Results of performance comparison.
Overall, WEAKLOAN performs best on three evaluation metrics, precision, accuracy and F1-score, compared with the baseline models. Although it is inferior to NB and MLP on recall, we can still claim that our proposed WEAKLOAN is able to explore enough useful information from heterogeneous features in limited default loans for training, and produce numerical scores to predict their default probabilities.
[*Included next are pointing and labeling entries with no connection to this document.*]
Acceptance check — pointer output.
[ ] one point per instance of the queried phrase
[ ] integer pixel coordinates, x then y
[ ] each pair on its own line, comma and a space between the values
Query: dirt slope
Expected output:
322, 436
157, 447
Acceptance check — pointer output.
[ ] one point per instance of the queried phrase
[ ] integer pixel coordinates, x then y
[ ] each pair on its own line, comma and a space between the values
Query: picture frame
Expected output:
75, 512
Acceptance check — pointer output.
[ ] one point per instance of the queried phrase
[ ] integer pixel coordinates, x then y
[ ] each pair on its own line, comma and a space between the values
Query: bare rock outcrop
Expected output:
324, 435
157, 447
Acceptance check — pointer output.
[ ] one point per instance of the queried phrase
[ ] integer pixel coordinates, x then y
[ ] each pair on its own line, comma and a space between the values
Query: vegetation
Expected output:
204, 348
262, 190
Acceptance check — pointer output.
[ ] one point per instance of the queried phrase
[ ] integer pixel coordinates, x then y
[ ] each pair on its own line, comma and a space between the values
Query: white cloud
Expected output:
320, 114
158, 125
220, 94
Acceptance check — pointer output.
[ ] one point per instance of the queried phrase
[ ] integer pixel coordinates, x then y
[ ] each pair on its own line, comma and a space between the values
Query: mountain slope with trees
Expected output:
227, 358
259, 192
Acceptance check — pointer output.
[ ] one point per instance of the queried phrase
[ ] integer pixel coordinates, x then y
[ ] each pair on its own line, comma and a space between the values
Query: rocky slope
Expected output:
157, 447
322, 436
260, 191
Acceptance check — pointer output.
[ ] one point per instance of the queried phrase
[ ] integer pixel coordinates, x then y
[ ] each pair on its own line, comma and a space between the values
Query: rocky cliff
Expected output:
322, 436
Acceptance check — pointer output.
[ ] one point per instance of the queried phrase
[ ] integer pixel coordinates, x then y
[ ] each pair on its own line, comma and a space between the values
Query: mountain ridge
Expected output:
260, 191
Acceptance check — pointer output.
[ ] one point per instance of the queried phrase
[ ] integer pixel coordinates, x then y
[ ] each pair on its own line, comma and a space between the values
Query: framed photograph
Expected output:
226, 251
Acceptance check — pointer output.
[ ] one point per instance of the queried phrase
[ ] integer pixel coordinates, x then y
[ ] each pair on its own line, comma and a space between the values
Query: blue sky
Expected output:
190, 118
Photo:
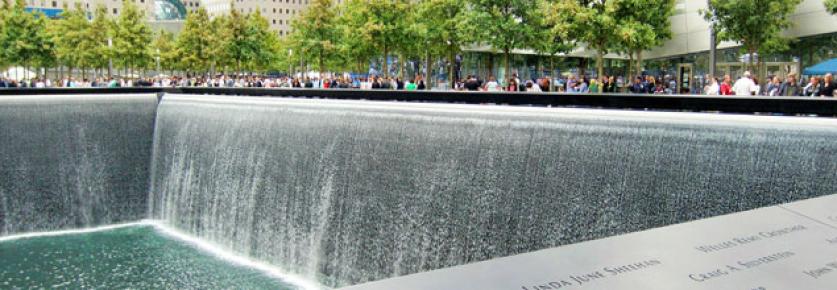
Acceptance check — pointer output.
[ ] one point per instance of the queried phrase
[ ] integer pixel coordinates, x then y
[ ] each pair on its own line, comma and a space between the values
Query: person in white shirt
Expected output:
745, 86
492, 85
713, 89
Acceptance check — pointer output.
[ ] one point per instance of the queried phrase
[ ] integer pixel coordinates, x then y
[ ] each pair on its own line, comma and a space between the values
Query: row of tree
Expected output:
336, 37
352, 33
349, 35
81, 39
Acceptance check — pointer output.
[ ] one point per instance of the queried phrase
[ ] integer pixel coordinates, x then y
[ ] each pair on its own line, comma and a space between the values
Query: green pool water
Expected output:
136, 257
To answer the third EQ, we compare the performances of WEAKLOAN under the different parameter settings. Specifically, we vary the values of φ and R, and get different results of WEAKLOAN. Due to the space limitation, we only report the results under F1-score which is able to represent the performance of WEAKLOAN comprehensively.
Influence of φ
The results of parameter φ are illustrated in Fig. 6. From these results, we can observe that with the increase of φ, the performance of WEAKLOAN first increases and then decreases violently. The reason is that high threshold will lead to an amount of false default loan alerts. The F1-score is dominated by these loans. This phenomenon is helpful in selecting the threshold φ on different datasets.

The effectiveness of φ.
The results of parameter R are illustrated in Fig. 7. From the results, we can observe that with the increase of R, the F1-score of WEAKLOAN first increases, suggesting that sufficient reference loans can improve the performance of default loan prediction. After the first increase, the performance becomes stable and then decreases slightly, which is useful from a practical point of view to select parameters.

The effectiveness of R.
In this paper, we investigate how to address three challenges, namely insufficient default samples, hard decision boundaries and numerous heterogeneous features, in loan prediction task. Along this line, we formulate this task as a weakly supervised loan default prediction problem, and propose a framework WEAKLOAN based on deep metric learning to solve it. Specifically, WEAKLOAN consists of three modules: feature encoding module can model the loan features from multiple types, metric learning module can capture the hidden relationship in loan pairs, and score calculating module outputs the probability that a loan may be defaulting. The experimental results show that WEAKLOAN is superior to the compared baselines on both efficiency and effectiveness. For future research, we plan to explore the influences of different sampling policies of reference loans.